The Bill was drafted on the assumption that both the £5,000 limit would have been lifted and levels 1 to 4 increased by the time it received Royal Assent. As this is not yet the case, it is necessary for some of the penalties provided by the Bill to be amended to operate satisfactorily whether or not the changes have come into force. The amendments ensure that the penalties in the Bill work whether or not the changes have taken place, without the need for further amendments to the Bill. This future proofing will apply in respect of a penalty for non-compliance with the proposed reporting requirement on payment performance, which we have just discussed.
We have considered carefully the appropriate level of penalties in the Bill. As the majority of the penalties are in Parts 7 and 8, I shall concentrate my remarks on these parts.

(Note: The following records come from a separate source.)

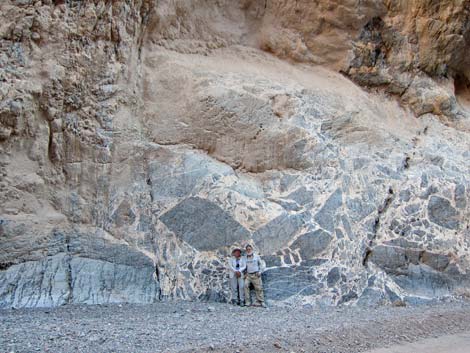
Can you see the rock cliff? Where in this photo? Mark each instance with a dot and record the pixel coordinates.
(140, 140)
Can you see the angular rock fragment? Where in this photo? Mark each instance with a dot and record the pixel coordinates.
(204, 225)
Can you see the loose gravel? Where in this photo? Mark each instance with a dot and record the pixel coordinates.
(217, 327)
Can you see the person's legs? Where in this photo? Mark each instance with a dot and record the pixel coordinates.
(241, 288)
(247, 290)
(234, 286)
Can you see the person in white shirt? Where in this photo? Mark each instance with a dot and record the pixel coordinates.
(254, 268)
(237, 266)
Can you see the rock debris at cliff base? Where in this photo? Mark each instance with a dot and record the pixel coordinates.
(140, 140)
(202, 327)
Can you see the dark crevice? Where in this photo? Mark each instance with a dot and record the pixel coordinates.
(376, 227)
(366, 256)
(157, 276)
(5, 265)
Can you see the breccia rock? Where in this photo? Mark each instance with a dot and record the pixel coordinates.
(140, 141)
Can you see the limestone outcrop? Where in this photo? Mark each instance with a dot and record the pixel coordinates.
(140, 140)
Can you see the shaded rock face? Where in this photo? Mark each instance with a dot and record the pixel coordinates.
(140, 141)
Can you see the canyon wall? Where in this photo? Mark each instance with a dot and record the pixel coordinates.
(140, 140)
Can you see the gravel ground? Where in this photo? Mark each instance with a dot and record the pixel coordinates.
(203, 327)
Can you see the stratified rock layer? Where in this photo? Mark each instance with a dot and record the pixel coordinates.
(140, 141)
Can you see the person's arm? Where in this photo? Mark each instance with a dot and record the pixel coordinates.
(261, 265)
(242, 265)
(230, 265)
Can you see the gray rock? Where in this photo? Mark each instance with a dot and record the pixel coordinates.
(441, 212)
(460, 196)
(204, 225)
(312, 244)
(277, 233)
(333, 276)
(359, 209)
(371, 297)
(325, 217)
(63, 279)
(284, 282)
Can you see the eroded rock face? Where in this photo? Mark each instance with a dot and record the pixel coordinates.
(139, 142)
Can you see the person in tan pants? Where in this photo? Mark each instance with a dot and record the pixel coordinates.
(254, 268)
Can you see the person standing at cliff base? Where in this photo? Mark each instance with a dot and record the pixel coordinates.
(254, 268)
(237, 266)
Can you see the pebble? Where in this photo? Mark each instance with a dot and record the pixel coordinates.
(220, 328)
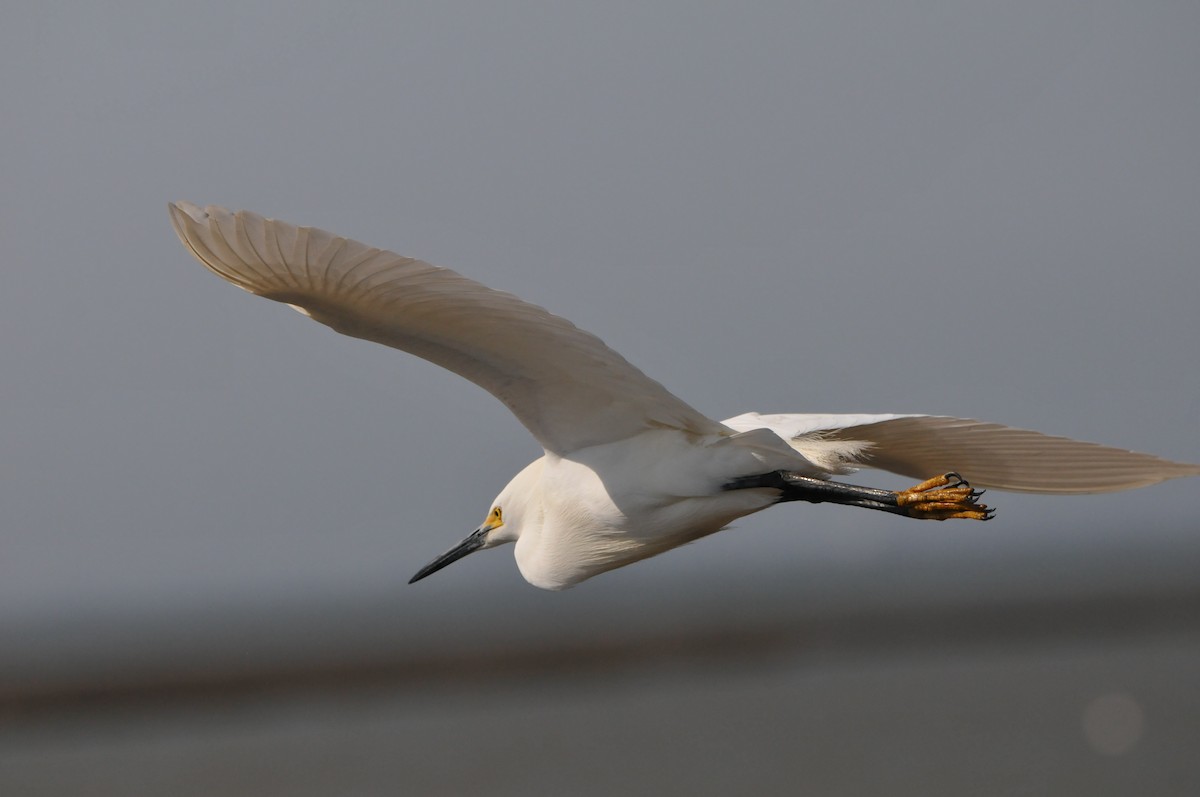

The penalties in Parts 7 and 8 are designed to be consistent with the level and approach of existing Companies Act penalties. For example, the failure by a company to make its register of people with significant control available for inspection in new Section 790N(2) is subject to a level 3 fine. This is consistent with the existing penalty in Section 114 of the Companies Act for failure to make the register of members available for inspection.
I now turn to Amendments 45, 46, 57 and 58, which affect Schedules 3 and 5 to the Bill. Schedule 5 provides an option for private companies to keep information about their members and company officers on the public register at Companies House instead of having to keep registers containing this information. This option will also apply to the new register of people with significant control in Schedule 3. A company that takes advantage of this option must still keep precisely the same information on the public register as it would keep on its own register. It must keep the information up to date in the same way as it must keep its own
register up to date. The aim of the offences and penalties in the new provisions is to mirror the offences and penalties for not adequately maintaining the information required in each company register.
During our review of the penalties, we discovered that there are a couple of instances where the penalties do not mirror each other. Amendments 45, 46, 57 and 58 correct this to ensure that the penalties are consistent. For example, the fine for not keeping a register of members is set at level 3. As currently drafted, the penalty for a company that chooses not to keep a register of members and does not provide Companies House with information about its members is set at level 4. Amendment 58 replaces this with a level 3 fine to ensure that the penalties are consistent. I very much hope that noble Lords will support these essentially technical amendments. I beg to move.